Bankruptcy Rule 9011 gives the Court the ability, on its own motion, to impose an appropriate sanction on a party for submitting a document to the Court which was not based on a reasonable inquiry and warranted by existing law; the sanction may include an order to pay the amount of reasonable expenses incurred including a reasonable attorney's fee.
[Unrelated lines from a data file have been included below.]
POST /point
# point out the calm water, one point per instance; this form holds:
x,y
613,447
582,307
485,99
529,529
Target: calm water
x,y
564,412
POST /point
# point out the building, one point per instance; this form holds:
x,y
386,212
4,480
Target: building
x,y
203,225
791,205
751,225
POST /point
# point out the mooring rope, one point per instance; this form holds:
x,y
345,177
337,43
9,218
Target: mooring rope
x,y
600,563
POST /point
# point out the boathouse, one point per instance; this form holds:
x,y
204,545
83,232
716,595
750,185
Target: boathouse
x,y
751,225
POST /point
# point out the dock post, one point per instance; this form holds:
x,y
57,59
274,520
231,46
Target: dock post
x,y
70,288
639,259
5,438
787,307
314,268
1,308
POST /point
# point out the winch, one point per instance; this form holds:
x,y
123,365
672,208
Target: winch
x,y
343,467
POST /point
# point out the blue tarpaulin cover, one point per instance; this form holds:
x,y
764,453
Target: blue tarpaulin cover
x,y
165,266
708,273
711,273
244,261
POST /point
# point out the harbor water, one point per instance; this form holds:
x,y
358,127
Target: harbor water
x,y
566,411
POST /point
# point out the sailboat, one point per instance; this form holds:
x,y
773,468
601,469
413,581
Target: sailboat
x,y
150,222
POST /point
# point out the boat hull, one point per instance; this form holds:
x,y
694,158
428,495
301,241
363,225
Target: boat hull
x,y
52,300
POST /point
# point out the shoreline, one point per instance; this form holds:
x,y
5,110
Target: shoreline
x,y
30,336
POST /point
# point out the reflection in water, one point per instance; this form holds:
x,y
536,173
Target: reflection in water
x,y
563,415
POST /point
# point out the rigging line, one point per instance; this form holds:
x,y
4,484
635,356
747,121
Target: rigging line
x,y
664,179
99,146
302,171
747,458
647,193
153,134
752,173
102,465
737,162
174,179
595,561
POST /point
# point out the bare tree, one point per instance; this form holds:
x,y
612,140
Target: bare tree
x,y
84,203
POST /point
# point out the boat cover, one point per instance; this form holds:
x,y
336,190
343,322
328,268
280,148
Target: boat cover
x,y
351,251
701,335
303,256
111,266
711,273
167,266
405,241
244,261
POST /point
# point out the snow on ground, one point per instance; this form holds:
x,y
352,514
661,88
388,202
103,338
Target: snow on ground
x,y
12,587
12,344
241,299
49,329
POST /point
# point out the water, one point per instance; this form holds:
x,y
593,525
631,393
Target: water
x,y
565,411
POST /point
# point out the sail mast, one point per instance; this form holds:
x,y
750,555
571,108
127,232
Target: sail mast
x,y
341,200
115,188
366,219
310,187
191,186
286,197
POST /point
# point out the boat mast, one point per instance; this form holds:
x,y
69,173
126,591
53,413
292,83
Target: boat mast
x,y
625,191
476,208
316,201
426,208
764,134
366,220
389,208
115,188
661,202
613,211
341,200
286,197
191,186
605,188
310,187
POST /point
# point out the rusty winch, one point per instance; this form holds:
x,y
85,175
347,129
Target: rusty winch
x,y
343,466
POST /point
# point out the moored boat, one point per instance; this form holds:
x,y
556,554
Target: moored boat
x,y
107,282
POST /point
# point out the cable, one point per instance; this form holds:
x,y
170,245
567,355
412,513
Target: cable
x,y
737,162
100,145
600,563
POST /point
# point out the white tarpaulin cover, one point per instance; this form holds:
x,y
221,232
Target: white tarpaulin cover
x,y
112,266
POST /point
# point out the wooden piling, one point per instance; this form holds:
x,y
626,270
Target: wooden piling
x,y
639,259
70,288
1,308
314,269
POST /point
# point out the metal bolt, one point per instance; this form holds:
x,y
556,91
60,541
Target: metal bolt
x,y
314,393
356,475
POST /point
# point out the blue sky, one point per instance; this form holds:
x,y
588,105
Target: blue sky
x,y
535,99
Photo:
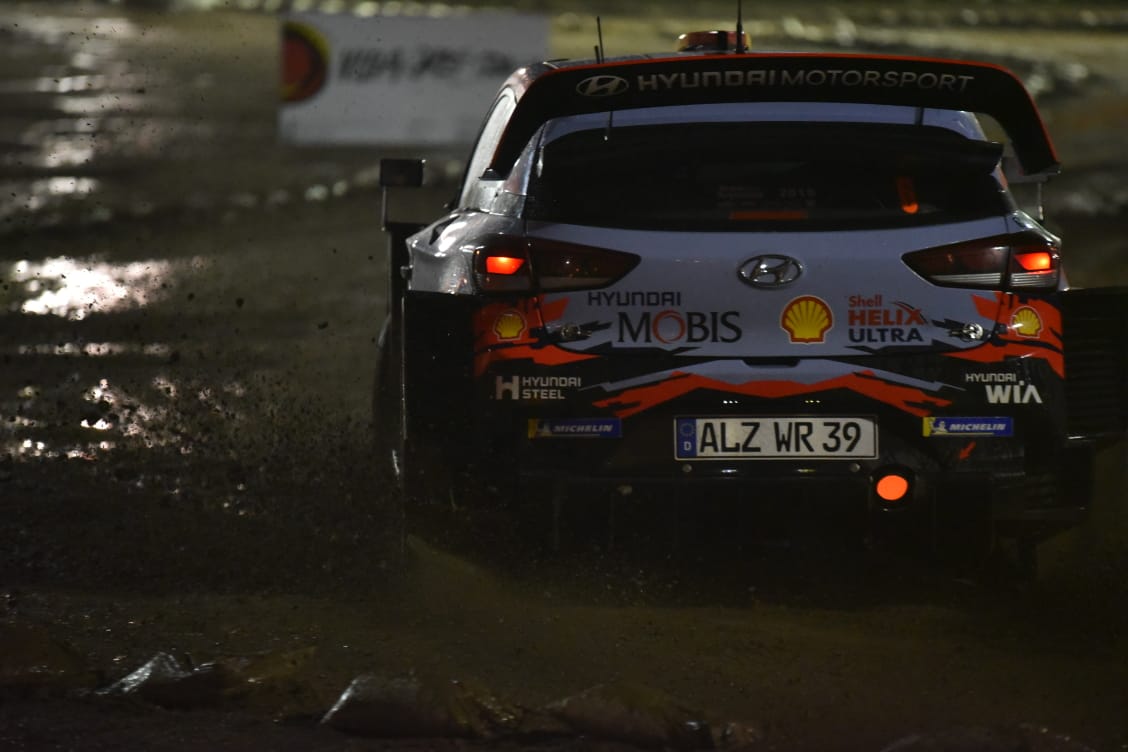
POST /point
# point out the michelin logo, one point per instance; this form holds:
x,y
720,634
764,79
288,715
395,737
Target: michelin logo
x,y
575,428
970,426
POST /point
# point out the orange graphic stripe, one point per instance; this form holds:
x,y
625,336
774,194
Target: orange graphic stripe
x,y
913,400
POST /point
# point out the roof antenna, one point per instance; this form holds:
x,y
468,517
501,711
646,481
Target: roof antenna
x,y
740,28
599,59
599,47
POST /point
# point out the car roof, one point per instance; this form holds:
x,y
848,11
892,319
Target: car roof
x,y
962,123
561,88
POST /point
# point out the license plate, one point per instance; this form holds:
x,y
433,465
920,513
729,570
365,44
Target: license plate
x,y
775,438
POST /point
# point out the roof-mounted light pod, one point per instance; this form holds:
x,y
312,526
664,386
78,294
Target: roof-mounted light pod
x,y
715,41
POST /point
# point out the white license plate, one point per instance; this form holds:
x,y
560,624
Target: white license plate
x,y
775,438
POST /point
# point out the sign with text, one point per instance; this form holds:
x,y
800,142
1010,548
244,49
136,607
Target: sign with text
x,y
399,80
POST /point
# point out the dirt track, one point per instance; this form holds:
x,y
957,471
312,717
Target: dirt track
x,y
186,468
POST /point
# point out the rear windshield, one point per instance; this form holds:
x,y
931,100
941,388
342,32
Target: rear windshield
x,y
778,176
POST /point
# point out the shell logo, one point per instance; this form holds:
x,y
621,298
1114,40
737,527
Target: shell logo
x,y
807,319
1027,323
509,325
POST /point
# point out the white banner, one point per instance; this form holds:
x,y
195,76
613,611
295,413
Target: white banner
x,y
399,80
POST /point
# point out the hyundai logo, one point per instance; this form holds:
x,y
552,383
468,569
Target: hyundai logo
x,y
601,86
769,271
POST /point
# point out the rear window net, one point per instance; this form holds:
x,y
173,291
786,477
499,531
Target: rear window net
x,y
782,176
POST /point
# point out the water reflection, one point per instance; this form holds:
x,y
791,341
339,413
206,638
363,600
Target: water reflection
x,y
73,289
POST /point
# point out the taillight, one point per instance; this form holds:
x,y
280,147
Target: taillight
x,y
504,263
1020,261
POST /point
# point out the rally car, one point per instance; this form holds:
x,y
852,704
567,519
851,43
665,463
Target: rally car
x,y
774,274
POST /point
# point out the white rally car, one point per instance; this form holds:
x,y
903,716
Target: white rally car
x,y
773,275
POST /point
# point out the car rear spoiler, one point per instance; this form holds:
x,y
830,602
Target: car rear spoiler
x,y
794,77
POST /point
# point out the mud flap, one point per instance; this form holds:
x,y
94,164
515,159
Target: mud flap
x,y
437,377
1094,325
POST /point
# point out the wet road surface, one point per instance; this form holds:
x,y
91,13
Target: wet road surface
x,y
187,345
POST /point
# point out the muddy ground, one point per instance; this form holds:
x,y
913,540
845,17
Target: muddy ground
x,y
187,356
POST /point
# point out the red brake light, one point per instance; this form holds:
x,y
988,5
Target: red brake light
x,y
503,264
553,265
1036,262
1020,261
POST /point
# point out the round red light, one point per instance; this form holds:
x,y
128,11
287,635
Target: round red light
x,y
892,487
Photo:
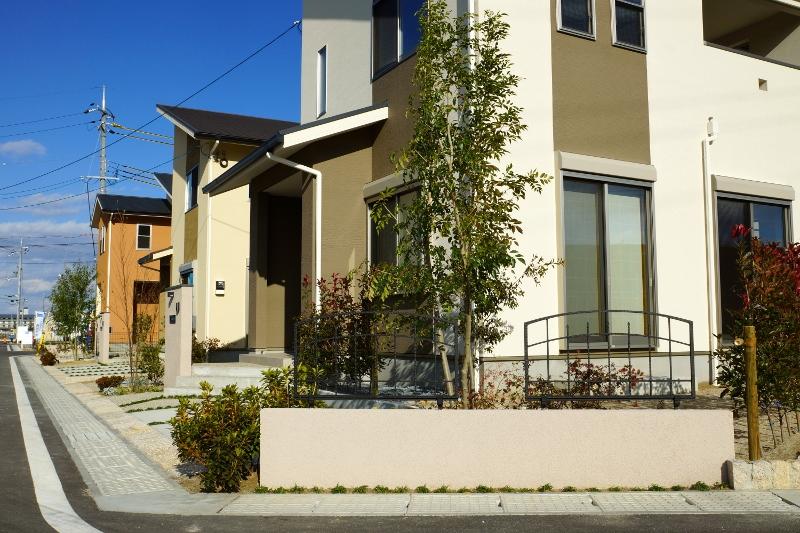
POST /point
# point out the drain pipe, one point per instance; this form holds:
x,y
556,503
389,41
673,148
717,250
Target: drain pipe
x,y
208,296
317,215
711,280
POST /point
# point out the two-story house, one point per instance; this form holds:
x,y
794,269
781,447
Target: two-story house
x,y
663,123
130,228
211,236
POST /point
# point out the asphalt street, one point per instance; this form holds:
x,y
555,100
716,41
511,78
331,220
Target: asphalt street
x,y
19,511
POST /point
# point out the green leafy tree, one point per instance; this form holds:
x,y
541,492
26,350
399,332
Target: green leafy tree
x,y
73,301
459,235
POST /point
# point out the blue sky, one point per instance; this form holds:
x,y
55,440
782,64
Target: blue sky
x,y
57,54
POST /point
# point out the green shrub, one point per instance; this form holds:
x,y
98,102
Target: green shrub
x,y
220,433
47,357
106,382
150,363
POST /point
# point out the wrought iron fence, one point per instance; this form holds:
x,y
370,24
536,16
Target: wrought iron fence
x,y
609,355
386,355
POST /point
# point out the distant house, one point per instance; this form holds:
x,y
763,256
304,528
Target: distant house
x,y
130,229
211,236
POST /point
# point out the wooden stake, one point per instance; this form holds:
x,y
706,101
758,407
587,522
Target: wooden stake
x,y
753,444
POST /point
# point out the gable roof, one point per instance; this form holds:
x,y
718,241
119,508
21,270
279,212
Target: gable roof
x,y
131,205
240,129
289,140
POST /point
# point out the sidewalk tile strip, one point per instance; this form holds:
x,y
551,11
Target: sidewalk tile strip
x,y
454,504
547,503
273,504
739,502
643,502
112,466
362,505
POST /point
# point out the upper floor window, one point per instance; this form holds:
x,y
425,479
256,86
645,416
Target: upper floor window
x,y
576,16
395,32
322,81
629,23
143,235
192,184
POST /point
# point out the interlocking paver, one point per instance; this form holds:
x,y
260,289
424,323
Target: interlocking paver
x,y
739,502
113,467
273,504
643,502
547,503
450,504
362,505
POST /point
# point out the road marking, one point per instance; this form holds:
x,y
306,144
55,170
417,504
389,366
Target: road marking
x,y
50,497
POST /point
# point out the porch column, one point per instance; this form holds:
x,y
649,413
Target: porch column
x,y
103,324
178,334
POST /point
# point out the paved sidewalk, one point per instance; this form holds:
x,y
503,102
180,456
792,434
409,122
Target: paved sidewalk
x,y
121,480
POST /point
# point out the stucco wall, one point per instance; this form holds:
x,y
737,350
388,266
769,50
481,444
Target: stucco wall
x,y
582,448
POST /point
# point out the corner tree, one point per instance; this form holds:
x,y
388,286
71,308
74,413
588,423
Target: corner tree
x,y
459,236
72,300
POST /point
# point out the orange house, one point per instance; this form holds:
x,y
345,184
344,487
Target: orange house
x,y
129,229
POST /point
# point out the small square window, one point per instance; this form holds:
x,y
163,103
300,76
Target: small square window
x,y
576,16
143,232
629,23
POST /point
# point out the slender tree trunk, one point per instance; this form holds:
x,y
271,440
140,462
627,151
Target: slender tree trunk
x,y
466,365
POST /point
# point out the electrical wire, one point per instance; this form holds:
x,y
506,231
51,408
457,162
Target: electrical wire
x,y
272,41
47,129
41,120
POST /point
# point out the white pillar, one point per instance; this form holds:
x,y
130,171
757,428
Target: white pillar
x,y
103,326
178,335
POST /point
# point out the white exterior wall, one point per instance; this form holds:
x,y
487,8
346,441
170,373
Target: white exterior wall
x,y
529,44
223,248
345,28
688,83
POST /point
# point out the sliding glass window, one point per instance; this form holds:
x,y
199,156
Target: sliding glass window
x,y
768,221
608,258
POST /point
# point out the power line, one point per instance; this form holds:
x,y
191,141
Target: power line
x,y
41,120
272,41
47,129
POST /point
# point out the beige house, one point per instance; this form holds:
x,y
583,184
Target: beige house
x,y
211,235
664,124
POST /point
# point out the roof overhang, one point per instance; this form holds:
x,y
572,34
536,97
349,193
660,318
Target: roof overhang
x,y
291,140
155,256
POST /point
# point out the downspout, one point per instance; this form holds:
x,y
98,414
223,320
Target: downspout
x,y
108,264
317,215
207,292
711,279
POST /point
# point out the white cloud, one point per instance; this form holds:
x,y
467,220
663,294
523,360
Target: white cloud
x,y
23,148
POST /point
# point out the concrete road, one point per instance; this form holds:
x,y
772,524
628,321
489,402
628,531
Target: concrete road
x,y
20,511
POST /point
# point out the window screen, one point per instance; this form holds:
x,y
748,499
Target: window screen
x,y
384,34
629,17
143,236
576,15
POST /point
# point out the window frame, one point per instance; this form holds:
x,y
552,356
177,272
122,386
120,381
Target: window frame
x,y
400,56
616,42
650,234
750,199
189,187
149,236
578,33
322,81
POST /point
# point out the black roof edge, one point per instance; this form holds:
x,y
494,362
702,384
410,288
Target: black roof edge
x,y
276,140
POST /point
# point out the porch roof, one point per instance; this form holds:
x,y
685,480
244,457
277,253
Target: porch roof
x,y
288,141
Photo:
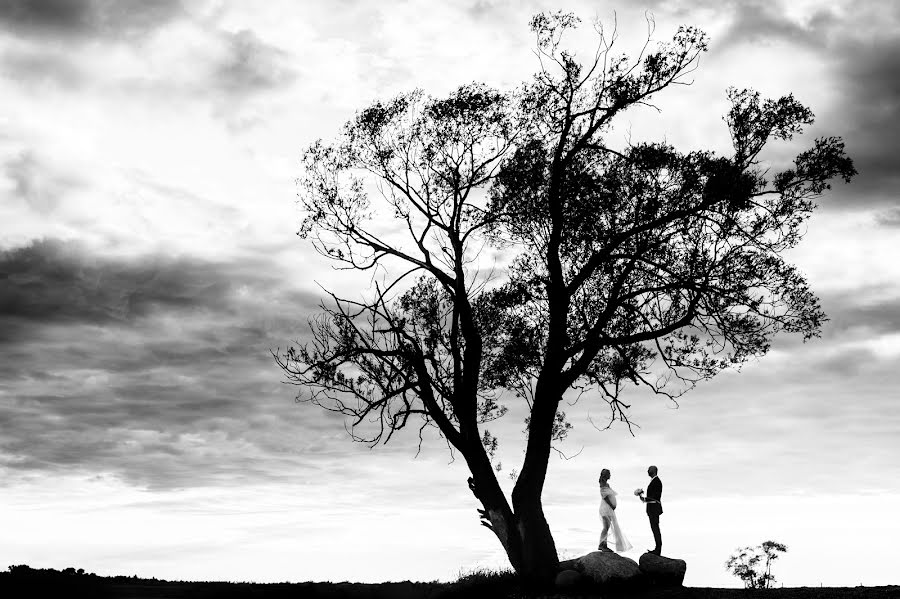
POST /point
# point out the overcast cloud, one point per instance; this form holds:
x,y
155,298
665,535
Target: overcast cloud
x,y
148,263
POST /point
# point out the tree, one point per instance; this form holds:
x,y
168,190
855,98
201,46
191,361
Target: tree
x,y
753,565
629,266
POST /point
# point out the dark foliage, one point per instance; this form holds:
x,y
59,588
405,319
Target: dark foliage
x,y
612,267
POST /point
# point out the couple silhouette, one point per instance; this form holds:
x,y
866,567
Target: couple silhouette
x,y
611,529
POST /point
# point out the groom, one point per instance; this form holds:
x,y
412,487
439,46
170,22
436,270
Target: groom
x,y
654,506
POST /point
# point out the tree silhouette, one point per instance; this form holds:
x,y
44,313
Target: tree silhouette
x,y
753,565
618,267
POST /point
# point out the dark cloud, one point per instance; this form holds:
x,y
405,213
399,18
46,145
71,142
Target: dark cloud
x,y
860,50
52,281
83,18
41,66
251,64
154,370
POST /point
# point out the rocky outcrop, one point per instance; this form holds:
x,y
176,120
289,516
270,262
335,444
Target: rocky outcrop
x,y
663,571
569,580
606,569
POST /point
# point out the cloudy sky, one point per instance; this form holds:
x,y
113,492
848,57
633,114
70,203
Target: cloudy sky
x,y
148,263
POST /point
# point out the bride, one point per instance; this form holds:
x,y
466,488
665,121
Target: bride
x,y
611,528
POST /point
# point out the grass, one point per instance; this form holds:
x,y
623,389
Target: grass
x,y
503,584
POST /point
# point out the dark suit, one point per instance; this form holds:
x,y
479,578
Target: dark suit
x,y
654,509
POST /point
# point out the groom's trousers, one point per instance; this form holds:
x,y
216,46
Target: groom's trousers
x,y
657,536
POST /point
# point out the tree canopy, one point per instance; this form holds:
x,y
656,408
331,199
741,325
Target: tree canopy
x,y
617,266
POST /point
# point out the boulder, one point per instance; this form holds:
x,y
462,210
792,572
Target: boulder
x,y
663,571
609,569
568,580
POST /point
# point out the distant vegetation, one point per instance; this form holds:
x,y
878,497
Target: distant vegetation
x,y
74,583
753,565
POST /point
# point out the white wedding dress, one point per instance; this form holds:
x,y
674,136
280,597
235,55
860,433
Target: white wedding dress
x,y
615,536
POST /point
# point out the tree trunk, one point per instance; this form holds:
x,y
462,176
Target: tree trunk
x,y
523,533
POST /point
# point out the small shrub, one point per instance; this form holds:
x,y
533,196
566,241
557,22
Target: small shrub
x,y
753,565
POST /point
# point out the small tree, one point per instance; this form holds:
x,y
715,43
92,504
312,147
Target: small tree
x,y
753,565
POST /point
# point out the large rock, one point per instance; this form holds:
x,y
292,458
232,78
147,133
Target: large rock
x,y
569,580
609,569
663,571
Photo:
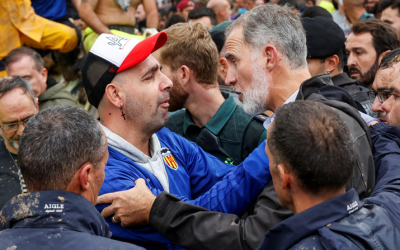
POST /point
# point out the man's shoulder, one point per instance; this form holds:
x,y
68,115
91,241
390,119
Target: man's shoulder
x,y
176,120
31,238
311,242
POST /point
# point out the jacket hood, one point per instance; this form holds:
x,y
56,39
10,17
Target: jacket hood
x,y
53,209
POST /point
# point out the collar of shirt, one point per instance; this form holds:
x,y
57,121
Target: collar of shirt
x,y
220,118
270,119
292,230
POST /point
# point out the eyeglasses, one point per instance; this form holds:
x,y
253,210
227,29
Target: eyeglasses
x,y
12,127
383,95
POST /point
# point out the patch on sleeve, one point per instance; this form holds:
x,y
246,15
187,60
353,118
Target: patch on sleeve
x,y
169,159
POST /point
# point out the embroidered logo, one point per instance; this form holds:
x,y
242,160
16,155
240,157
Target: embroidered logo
x,y
169,159
118,41
51,208
351,208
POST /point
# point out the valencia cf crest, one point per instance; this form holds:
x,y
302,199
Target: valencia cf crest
x,y
169,159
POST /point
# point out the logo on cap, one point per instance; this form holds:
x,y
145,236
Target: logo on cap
x,y
169,159
118,41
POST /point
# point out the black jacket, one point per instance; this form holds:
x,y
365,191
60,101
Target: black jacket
x,y
194,227
360,94
54,220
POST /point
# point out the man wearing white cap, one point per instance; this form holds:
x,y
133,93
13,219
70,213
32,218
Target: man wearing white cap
x,y
131,93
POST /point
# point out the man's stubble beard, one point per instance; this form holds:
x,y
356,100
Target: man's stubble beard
x,y
13,142
255,99
138,115
178,96
367,78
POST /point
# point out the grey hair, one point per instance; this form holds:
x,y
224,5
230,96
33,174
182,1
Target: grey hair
x,y
277,25
9,83
56,143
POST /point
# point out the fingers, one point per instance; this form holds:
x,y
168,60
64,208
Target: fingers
x,y
115,219
107,198
110,210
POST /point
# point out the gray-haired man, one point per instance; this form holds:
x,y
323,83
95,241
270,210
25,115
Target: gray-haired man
x,y
17,105
266,50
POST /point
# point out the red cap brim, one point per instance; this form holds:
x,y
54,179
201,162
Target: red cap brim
x,y
143,49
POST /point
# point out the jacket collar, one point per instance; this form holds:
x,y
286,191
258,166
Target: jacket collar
x,y
292,230
343,79
311,85
220,118
53,209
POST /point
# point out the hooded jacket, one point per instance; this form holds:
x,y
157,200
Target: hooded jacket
x,y
54,220
193,175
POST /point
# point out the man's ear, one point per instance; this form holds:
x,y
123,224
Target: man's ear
x,y
37,103
223,67
285,176
271,57
184,75
115,94
382,55
331,63
84,175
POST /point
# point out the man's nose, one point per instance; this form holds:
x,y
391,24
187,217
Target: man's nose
x,y
350,60
166,83
377,105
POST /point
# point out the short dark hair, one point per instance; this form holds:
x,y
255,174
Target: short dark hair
x,y
384,36
16,54
394,4
174,19
56,143
9,83
341,59
390,59
315,143
202,12
316,11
In addition, 28 U.S.C. § 1927 authorizes the imposition of costs and attorney's fees upon an attorney who multiplies proceedings unreasonably and vexatiously. In this case the Court finds that an appropriate sanction against Hyatt Legal Services is to require it to reimburse the trustee the reasonable value of his attorney's fees and expenses. The Court finds that amount to be $1,000.00. The trustee was forced to initiate an adversary proceeding, i.e., draft a complaint, spend time before the Court to defend the complaint, and file a well-drafted, detailed, legal memorandum. The trustee is entitled to be compensated adequately for pursuing the matter. See, Van Berkel v. Fox Farm and Road Machinery, 581 F. Supp. 1248 (Mn. 1984); In re Calvin, 28 B.R. 52 (Bkrtcy.Ill. 1982); and In re Burgess, 1 B.R. 421 (Bkrtcy.M.D.Tenn. 1979).
THEREFORE, IT IS ORDERED:
1. The debtors amend their B-4 bankruptcy schedules forthwith to properly claim their homestead as exempt;
2. Hyatt Legal Services, as attorneys for the debtors, is SANCTIONED and ordered personally to pay the trustee's costs, expenses, and attorney's fees occasioned by such conduct, which the Court finds to be $1,000.00.